I am doing some association rules mining in R and want to extract my results so I can build reports my results look like this:
> inspect(rules[1:3])
lhs rhs support confidence lift
1 {apples} => {oranges} 0.00029 0.24 4.4
2 {apples} => {pears} 0.00022 0.18 45.6
3 {apples} => {pineapples} 0.00014 0.12 1.8
How do i extract the "rhs" here i.e. a vector of oranges, pears and pineapples
Further how do I extract information out of the summary i.e.
> summary(rules)
The data type is "s4" and have no problem extracting when the output is in the list etc.. how do you do the equivelant? set of 3 rules
rule length distribution (lhs + rhs):sizes
2
3
Min. 1st Qu. Median Mean 3rd Qu. Max.
2 2 2 2 2 2
I want to extract the "3" from the "set of 3 rules"

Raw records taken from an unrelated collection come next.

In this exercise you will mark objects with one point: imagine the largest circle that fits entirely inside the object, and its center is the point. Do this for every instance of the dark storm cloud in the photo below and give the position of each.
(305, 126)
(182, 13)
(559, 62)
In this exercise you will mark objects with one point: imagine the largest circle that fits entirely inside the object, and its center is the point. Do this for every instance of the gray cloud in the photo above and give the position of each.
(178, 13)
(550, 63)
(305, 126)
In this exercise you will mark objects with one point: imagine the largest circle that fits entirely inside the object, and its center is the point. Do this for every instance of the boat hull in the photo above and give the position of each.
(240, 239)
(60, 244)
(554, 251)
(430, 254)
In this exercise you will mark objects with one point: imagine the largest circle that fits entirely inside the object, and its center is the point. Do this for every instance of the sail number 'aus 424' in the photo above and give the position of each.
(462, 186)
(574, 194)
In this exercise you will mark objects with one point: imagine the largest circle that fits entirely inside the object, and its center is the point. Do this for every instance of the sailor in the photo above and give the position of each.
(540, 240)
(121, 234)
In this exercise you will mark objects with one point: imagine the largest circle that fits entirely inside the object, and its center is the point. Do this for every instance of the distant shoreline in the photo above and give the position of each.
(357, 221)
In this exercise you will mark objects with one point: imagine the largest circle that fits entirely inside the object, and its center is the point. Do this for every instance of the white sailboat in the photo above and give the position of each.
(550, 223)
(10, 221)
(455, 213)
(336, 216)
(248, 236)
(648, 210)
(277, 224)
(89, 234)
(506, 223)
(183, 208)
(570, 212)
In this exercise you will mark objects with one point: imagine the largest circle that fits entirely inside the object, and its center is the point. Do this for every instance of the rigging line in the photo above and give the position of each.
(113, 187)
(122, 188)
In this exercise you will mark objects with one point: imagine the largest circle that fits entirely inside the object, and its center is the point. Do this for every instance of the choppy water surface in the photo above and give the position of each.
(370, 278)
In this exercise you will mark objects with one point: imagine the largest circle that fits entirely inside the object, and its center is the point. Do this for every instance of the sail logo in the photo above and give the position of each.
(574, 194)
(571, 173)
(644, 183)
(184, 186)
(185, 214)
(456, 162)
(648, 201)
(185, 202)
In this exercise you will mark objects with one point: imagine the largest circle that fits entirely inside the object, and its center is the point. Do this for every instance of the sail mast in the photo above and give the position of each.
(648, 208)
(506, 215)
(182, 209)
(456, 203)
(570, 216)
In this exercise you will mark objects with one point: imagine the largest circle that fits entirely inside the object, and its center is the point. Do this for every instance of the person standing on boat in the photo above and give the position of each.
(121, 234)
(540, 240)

I have gotten as far as using "@" What does the @ symbol mean in R?
But once i use that, how do i turn my results into a vector i.e.
inspect(rules@rhs)
1 {oranges}
2 {pears}
3 {pineapples}
becomes character vector of length 3
inspect
isn't returning anything, just printing its output. When this happens you can use the function capture.output
if you want to save the output as a string. For example, getting the rhs
data(Adult)
rules <- apriori(Adult, parameter = list(support = 0.4))
inspect(rules[1:3])
# lhs rhs support confidence lift
# 1 {} => {race=White} 0.8550428 0.8550428 1
# 2 {} => {native-country=United-States} 0.8974243 0.8974243 1
# 3 {} => {capital-gain=None} 0.9173867 0.9173867 1
## Capture it, and extract rhs
out <- capture.output(inspect(rules[1:3]))

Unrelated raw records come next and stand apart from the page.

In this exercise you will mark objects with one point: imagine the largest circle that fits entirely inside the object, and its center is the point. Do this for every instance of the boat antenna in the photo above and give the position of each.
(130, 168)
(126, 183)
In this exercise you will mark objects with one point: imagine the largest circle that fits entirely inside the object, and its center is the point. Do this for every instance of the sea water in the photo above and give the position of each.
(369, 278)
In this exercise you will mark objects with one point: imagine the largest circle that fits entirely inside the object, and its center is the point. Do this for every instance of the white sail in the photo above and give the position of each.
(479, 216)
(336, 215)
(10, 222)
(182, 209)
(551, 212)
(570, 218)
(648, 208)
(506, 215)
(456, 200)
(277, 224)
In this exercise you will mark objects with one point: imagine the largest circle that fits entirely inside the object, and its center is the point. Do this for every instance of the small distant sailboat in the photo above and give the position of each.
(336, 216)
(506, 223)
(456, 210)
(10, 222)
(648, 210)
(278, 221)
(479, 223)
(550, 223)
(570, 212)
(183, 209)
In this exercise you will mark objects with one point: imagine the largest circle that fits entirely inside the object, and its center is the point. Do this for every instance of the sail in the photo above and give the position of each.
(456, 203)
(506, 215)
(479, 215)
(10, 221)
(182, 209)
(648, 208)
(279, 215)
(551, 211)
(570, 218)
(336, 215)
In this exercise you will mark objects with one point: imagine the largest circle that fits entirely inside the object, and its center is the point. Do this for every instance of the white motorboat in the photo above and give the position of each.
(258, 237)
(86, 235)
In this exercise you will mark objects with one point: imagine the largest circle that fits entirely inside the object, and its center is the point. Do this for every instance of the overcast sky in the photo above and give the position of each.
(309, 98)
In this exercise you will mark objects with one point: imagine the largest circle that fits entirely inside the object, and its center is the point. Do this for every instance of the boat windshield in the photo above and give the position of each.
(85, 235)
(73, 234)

gsub("[^{]+\\{([^}]*)\\}[^{]+\\{([^}]*)\\}.*", "\\2", out)[-1]
# [1] "race=White" "native-country=United-States"
# [3] "capital-gain=None"
However, it looks like you can just access this information from the rules
with the function rhs
str(rhs(rules)@itemInfo)
# 'data.frame': 115 obs. of 3 variables:
# $ labels :Class 'AsIs' chr [1:115] "age=Young" "age=Middle-aged" "age=Senior" "age=Old" ...
# $ variables: Factor w/ 13 levels "age","capital-gain",..: 1 1 1 1 13 13 13 13 13 13 ...
# $ levels : Factor w/ 112 levels "10th","11th",..: 111 63 92 69 30 54 65 82 90 91 ...
In general, use str
to see what objects are made of so you can decide how to extract components.